Real-World Azure SQL DB: Unexpected Database Maximum Size Limit

Reviewed by: Kun Cheng, Sanjay Mishra, Denzil Ribeiro, Arvind Shyamsundar, Mike Weiner, and Murshed Zaman

The Problem: A Production Outage

A customer using Azure SQL Database recently brought an interesting problem to our attention. Unexpectedly, their production workload started failing with the following error message: “The database 'ProdDb' has reached its size quota. Partition or delete data, drop indexes, or consult the documentation for possible resolutions.” The database was in a Premium elastic pool, where the documented maximum size limit for each database is 500 GB. But when they checked the size of the database shown in the Azure Portal, it was only 10 GB, and the portal was showing that all available database space has been used. Naturally, they were wondering why the database was out of space even when they were not near the maximum database size limit for their premium elastic pool.

Explanation

One of the established capacity limits of each Azure SQL DB database is its size. The maximum size limit is determined by the service objective (a.k.a. performance tier, or service tier) of the database, as documented in resource limit documentation. To determine the size limit, or size quota, that is set for a particular database, the following statement can be used, in the context of the target database:

 SELECT DATABASEPROPERTYEX(DB_NAME(), 'MaxSizeInBytes');

When a new database is created, by default its size quota is set to the maximum allowed for the service objective. However, it is possible to set the limit to a lower value, either when creating the database, or later. For example, the following statement limits the size of an existing database named DB1 to 1 GB:

 ALTER DATABASE DB1 MODIFY (MAXSIZE = 1 GB);

Customers can use this ability to allow scaling down to a lower service objective, when otherwise scaling down wouldn’t be possible because the database is too large.

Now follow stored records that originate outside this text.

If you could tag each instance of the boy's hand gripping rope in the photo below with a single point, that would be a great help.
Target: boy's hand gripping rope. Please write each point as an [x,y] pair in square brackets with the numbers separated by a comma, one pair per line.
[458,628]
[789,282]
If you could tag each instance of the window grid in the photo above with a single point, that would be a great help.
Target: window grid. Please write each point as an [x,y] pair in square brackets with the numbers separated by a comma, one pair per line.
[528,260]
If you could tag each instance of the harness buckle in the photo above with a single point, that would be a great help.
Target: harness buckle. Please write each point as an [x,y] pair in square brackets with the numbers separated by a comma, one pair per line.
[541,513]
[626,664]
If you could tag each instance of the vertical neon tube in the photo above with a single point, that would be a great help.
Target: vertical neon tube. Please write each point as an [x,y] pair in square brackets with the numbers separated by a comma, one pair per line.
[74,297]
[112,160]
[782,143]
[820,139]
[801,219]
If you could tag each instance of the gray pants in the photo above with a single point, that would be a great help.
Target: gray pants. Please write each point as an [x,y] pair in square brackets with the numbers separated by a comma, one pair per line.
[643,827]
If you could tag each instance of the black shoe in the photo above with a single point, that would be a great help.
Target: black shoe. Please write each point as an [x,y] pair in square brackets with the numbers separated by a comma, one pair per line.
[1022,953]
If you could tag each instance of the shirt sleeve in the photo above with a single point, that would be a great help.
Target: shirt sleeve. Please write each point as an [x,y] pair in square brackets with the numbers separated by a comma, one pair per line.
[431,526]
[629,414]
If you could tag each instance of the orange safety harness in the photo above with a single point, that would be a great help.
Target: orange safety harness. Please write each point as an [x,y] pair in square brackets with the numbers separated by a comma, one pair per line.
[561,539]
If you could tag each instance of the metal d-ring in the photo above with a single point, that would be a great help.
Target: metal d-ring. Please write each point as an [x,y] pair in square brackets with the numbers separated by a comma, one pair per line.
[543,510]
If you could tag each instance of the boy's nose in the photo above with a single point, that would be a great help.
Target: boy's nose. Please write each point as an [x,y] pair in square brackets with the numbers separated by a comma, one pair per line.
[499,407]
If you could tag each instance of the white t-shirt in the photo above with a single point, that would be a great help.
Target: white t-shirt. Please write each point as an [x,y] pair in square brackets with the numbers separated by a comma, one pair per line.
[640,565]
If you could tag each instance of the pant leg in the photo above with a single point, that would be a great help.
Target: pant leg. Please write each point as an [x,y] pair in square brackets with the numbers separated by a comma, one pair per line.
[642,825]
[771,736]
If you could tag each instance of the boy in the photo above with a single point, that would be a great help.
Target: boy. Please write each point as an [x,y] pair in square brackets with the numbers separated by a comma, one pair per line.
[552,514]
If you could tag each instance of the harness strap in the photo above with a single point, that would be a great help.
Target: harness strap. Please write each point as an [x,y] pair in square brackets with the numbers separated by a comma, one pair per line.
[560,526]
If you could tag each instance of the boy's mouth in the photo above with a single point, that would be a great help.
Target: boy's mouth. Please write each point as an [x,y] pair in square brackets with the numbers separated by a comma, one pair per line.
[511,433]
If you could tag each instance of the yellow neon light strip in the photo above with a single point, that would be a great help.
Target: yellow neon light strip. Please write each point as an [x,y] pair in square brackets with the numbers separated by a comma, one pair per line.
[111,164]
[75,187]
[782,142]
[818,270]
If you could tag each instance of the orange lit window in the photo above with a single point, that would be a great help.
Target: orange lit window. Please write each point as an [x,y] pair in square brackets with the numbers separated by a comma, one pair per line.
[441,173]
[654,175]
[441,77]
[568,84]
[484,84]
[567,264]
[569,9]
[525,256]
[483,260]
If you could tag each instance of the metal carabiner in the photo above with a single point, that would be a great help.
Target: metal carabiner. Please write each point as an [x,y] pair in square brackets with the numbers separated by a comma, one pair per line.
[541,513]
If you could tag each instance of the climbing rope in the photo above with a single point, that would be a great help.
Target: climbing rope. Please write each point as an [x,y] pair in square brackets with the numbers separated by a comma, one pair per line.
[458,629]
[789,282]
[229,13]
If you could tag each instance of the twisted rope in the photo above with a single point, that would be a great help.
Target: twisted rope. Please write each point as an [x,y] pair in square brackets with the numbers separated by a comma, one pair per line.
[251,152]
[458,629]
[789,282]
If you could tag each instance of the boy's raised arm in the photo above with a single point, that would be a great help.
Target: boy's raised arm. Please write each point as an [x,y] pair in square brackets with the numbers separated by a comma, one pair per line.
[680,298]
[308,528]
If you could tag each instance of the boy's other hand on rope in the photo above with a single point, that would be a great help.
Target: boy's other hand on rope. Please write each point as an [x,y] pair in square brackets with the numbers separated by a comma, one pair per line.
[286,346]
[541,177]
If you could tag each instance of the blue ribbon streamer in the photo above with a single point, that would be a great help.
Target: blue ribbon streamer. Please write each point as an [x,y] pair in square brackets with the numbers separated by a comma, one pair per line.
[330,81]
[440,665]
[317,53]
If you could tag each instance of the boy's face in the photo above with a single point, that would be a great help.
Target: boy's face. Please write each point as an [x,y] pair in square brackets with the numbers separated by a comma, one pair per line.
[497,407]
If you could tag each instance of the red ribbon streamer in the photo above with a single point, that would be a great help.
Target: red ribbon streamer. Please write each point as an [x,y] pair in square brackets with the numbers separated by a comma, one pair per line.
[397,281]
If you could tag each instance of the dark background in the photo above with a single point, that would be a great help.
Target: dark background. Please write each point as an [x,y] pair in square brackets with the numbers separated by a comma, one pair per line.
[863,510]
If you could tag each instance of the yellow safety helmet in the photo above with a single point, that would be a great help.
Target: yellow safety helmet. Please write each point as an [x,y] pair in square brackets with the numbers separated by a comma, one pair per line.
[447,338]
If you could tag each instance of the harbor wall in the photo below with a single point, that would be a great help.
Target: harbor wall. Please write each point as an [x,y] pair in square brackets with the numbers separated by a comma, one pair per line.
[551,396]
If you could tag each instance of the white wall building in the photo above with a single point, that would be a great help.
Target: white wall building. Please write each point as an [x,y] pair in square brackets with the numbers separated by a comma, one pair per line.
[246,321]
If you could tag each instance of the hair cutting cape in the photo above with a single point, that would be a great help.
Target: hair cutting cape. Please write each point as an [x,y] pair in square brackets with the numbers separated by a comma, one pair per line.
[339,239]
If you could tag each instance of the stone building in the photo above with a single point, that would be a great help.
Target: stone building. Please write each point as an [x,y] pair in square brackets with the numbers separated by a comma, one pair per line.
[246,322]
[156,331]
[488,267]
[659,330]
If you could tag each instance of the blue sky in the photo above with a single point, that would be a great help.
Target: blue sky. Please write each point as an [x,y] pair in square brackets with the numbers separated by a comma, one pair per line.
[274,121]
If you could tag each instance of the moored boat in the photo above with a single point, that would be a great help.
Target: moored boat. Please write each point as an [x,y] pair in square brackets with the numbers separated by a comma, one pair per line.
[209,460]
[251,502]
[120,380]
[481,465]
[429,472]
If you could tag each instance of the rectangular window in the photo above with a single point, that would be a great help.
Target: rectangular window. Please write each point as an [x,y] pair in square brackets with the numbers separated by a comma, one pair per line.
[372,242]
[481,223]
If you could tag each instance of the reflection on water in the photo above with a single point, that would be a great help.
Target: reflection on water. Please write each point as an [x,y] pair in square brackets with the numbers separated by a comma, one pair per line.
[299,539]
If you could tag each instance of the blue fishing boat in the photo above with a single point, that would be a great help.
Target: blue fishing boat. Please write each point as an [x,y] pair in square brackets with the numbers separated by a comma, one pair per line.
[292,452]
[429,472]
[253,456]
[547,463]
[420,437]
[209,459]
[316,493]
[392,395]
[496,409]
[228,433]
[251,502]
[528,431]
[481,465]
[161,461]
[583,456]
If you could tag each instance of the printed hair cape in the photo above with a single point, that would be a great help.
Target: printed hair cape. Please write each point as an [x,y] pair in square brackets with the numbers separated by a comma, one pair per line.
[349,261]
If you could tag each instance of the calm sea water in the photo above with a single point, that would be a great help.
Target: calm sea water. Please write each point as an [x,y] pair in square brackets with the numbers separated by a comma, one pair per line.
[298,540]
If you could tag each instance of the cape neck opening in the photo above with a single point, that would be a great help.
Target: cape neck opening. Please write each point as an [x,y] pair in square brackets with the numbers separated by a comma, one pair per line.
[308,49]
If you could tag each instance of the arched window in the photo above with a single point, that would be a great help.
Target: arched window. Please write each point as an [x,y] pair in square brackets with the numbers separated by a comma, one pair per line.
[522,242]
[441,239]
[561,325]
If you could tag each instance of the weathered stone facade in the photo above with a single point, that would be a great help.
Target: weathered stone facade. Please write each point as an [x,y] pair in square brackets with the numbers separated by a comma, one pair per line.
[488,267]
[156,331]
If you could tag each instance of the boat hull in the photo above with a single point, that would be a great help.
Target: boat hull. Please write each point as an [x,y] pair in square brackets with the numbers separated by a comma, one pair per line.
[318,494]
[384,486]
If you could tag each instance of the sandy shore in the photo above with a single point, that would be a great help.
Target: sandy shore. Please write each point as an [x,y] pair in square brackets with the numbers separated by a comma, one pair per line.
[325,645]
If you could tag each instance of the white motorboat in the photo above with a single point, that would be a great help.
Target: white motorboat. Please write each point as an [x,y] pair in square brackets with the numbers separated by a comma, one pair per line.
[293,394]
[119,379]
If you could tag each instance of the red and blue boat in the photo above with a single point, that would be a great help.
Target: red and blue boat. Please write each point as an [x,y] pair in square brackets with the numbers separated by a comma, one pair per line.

While this capability is useful for some customers, the fact that the actual size quota for the database may be different from the maximum size quota for the selected service objective can be unexpected, particularly for customers who are used to working with the traditional SQL Server, where there is no explicit size quota at the database level. Exceeding the unexpectedly low database size quota will prevent new space allocations within the database, which can be a serious problem for many types of applications.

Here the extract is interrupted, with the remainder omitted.